Adam: Yeah, yeah definitely and you kind of you kind of touched on it earlier that all of us come into medical school wanting to you know follow the Hippocratic oath wanting to prevent error, wanting to provide benefit, that kind of thing, and quality improvement is just kind of intrinsic in that. So one thing Anoosha, my co-president, likes to say is that we're all interested in QI, some of us just don't know it by that name yet. And so i'm a big fan of QI work here at Baylor.

Erik: Definitely yeah it's like you can apply it to anything, just it seems to me, and correct me if I'm wrong, it's just a way of thinking about something. Like breaking it down into a discreet amount of steps and then deciding like, is this where the error is happening, and if not..or if yes then we need to improve something here.

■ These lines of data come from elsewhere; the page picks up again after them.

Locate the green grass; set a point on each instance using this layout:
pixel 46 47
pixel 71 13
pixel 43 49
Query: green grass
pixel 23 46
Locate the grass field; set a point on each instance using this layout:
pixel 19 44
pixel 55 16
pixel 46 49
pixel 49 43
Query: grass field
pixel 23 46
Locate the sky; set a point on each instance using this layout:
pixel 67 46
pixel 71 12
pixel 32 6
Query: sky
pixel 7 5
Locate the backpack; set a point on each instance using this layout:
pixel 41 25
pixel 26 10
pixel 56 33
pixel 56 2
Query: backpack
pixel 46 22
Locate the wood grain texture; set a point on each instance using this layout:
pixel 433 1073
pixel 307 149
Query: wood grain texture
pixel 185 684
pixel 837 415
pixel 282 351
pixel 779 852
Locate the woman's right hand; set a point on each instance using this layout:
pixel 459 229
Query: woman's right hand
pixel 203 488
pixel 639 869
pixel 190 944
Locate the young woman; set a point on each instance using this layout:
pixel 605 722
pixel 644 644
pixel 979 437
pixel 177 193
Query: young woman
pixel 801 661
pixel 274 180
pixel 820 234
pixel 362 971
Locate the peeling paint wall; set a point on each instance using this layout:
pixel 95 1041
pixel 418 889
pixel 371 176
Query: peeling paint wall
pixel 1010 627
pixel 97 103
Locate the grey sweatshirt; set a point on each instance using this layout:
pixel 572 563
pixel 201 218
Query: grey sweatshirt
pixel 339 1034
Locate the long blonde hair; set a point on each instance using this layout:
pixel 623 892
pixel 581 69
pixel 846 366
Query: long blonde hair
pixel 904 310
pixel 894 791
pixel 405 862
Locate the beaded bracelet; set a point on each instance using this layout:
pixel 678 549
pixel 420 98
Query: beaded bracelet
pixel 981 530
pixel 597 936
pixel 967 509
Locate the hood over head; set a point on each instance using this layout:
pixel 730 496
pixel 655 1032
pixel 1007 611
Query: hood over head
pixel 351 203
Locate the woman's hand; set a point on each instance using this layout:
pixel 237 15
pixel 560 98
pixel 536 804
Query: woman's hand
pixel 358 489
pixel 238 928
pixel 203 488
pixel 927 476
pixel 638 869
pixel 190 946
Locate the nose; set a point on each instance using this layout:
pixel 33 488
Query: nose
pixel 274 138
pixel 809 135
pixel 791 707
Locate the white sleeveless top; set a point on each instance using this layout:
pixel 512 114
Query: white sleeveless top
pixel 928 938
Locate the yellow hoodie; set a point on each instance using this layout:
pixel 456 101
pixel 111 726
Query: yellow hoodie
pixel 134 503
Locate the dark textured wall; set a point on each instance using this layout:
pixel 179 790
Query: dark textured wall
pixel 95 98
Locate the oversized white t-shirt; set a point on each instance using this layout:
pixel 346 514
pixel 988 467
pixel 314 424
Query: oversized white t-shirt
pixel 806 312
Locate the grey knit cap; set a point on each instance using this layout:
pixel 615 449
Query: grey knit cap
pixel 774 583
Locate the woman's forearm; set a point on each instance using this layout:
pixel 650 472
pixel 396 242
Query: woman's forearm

Adam: Exactly and that, what you just mentioned, that is our process mapping workshop. That's what we do. So yeah there are you know a variety of tools, it's kind of like learning to use Microsoft word or Excel or some kind of you know statistical analysis software. We all know kind of what we want to do we're just looking to give people the tools to you know kind of codify that and write it up and make it a discrete project.

Erik: That's great, well thank you so much everybody for talking about the org and kind of all the details. It's a great mini-series so I'm excited we're gonna tee it off now.

Adam: Thank you so much Erik for the opportunity, for giving us this platform. We're big fans of the podcast and what you're doing so thank you for that.